Why does gradient descent work?

In two dimensions, like in the example of $f(x)=x^2$,at the point $(5,25)$ on the curve, there are only two ways to "move" and still be on the curve: to the left and to the right, and in our case, the value of the function decreases as we move to the left, and increases as we go to the right. No problems.

But, when we are on, for example the following function $z=f(x,y)$ which is a two variable function, which looks like the inverted dome below.

$f(x,y)$

Imagine that you are on top of the dome. Then, There are an infinite number of curves(see figure) you can move on and still stay on the surface. And, since our location is so symmetric, it does not matter which direction we move in- it will always be the same rate of change in all directions.

But, suppose we were not on such a symmetric location, say a little lower in any direction. Then, with a little more thought we can see that there is exactly one direction in which you must move in order to achieve maximum descent. That is downward on the curve connecting the point you are on to the top of the dome.
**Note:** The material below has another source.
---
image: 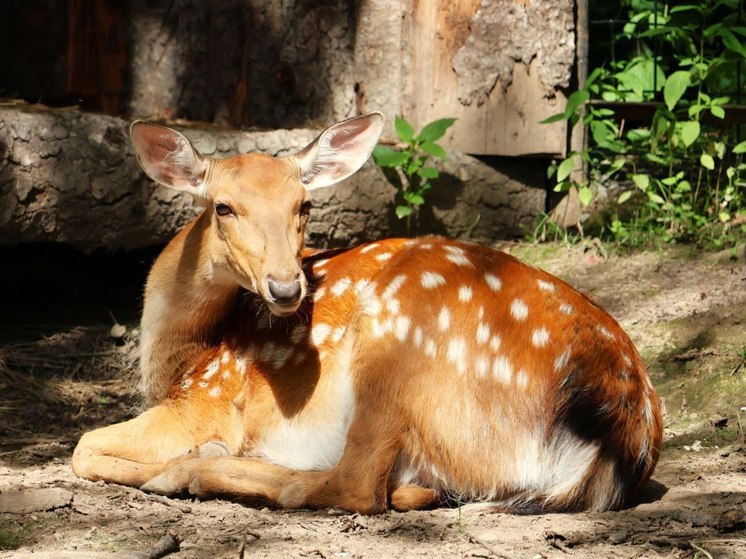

As for rigorous proof of this phenomenon,J.M's link in the comments is an excellent resource.


The concept of a direction of fastest descent only makes sense in more than one dimension. In your one-dimensional example, you can only go left or right, and the function increases in one direction and decreases in the other; there's nothing else to compare.

In several dimensions, however, you have a continuum of directions to choose from, and the directional derivative is maximal in the direction of the gradient.


In your example, the gradient at $x= 5$ is $10$, so the negative gradient is $-10$. Since the negative gradient is negative (not neccesarily the case, thinkk about $x= -5$), it decreases fastest in the negative direction.

The gradient can be interpreted as the slope of a tangent. In the one-variable case, the tangent is a line and the slope can be represented as a single number. In the multivariable case, let's say with a function like $f(x, y, z) = x^2 + zy^3 - \frac{x}{y^2}$, the gradient will be a vector with corresponding to the direction of fastest ascent. Which means the fastest descent will be the opposite direction: the direction of the negative gradient.